According to the Chronicle of Higher Education, the president of Penn State's total compensation for 2018 was $1.83 million, including a $1 million bonus.

Penn State University's president Eric J. Barron
Penn State University's president Eric J. BarronRead moreMICHAEL S. WIRTZ / Staff Photographer

Pennsylvania State University president Eric J. Barron was the third-highest-paid president among leaders of public doctoral universities in the country in 2018, according to an annual report in the Chronicle of Higher Education.

The main reason?

Barron, 67, got a $1 million bonus that year -- an $800,000 “completion payment” for remaining on the job four years, and an annual $200,000 retention bonus.

Barron’s total compensation for the year was $1.83 million, behind William H. McRaven, president of the University of Texas, who received nearly $2.6 million, and Michael K. Young, president of Texas A&M University at College Station, who got nearly $1.9 million.

Three other area college presidents, according to the Chronicle list, were in the top 50: Temple University’s Richard M. Englert, $875,616 (including a $50,000 bonus); Robert Barchi, president of Rutgers University, $870,644 (no bonus listed); and Ali Houshmand, president of Rowan University, $753,141 (including a $84,150 bonus).

Barron’s completion payment was negotiated as part of his original contract, the university said. If he remained on the job five years, he was due to collect $1 million. Last May, the university approved a three-year contract extension for Barron, running through 2022, and as part of that extension agreed to pay Barron $800,000 of the completion payment for the four years served.

Under the contract extension, Barron will get another $800,000 if he remains through the 2022 pact.

Mark Dambly, president of Penn State’s board of trustees, cited a string of accomplishments achieved under Barron, who took the helm in 2014 as the university was still recovering from the Jerry Sandusky child sex-abuse scandal that broke in 2011.

“Dr. Barron is an exceptional leader and has a consistent track record of success, moving the university ahead on numerous and critical key initiatives and execution of the strategic plan,” Dambly said in a statement.

He also cited Barron’s focus on economic development, fund-raising, and making college accessible to and affordable for more students. The university has frozen tuition statewide for in-state students twice in the last five years. The school also is in a $1.6 billion fund-raising campaign due to be completed in 2021. With 60 percent of the campaign completed, the university has reached 68 percent of the goal, Dambly said.
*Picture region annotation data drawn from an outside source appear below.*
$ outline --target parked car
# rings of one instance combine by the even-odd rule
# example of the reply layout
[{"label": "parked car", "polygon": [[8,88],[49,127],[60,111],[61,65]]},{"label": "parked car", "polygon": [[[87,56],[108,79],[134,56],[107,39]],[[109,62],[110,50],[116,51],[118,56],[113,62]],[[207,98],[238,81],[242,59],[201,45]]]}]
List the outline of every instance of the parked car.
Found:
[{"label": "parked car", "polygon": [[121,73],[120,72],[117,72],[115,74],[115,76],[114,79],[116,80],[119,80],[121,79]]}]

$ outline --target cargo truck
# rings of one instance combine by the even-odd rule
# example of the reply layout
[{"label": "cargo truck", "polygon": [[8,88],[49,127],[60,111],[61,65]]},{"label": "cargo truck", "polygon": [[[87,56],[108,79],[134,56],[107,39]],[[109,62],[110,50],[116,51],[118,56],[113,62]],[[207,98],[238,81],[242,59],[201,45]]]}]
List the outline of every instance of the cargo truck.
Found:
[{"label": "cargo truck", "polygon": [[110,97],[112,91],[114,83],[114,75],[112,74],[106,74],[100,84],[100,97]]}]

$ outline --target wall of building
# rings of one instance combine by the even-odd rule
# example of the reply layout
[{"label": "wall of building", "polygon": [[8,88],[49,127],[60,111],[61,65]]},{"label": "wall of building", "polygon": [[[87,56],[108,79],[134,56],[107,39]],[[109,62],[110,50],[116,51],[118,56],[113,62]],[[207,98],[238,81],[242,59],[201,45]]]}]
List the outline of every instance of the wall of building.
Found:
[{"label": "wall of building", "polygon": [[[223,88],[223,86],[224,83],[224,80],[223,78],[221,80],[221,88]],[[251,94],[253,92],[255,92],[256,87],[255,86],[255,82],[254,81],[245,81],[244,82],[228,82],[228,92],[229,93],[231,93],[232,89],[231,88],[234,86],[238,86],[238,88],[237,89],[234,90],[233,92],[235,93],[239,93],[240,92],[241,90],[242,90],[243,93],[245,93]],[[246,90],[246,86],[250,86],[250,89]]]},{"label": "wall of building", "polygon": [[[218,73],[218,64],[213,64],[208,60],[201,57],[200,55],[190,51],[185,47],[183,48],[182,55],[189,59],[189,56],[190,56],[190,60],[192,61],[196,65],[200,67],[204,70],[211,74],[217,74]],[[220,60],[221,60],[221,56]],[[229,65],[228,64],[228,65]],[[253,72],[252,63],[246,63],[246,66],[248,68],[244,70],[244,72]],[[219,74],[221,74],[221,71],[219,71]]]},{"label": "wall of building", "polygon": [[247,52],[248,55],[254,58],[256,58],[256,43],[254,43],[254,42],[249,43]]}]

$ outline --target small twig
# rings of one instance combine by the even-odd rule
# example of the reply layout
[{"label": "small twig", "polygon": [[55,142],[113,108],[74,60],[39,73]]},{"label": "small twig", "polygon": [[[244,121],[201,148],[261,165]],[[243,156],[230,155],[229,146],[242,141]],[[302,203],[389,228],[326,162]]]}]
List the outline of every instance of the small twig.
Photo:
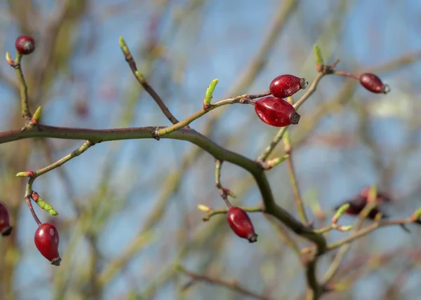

Formerly the president of Florida State University, Barron, a climatologist, arrived at Penn State less than three years after Sandusky, a former assistant football coach, was charged with abusing young boys, and several of the university’s top leaders were ousted. He was not new to the university and had worked there years before as a geosciences professor and dean of the College of Earth and Mineral Sciences.

Barron has had to manage the university while members of its board of trustees have remained deeply divided over the university’s handling of the Sandusky case.

He cracked down on Greek life at the university after the death of sophomore pledge Tim Piazza in 2017 following a booze-fueled fraternity party. Last year, he co-led a national meeting of university officials on ways to improve fraternity and sorority life.

In May, he announced plans he is passionate about: a $71 million art museum, the first phase of a vision to create a cultural district at the university. An art fan who recently began oil painting again, Barron has with his wife donated $100,000 to the project.

While Barron ranked third in overall compensation in the Chronicle survey, his base salary — $834,364 — trailed nine other presidents. Overall compensation, according to the Chronicle, includes “base pay, bonuses, deferred compensation (paid out), severance, remaining reportable pay, nontaxable benefits, and non-payroll compensation.”

The Chronicle compiles and publishes the salaries of public university presidents every year. The publication also publishes information about the compensation of private college presidents separately.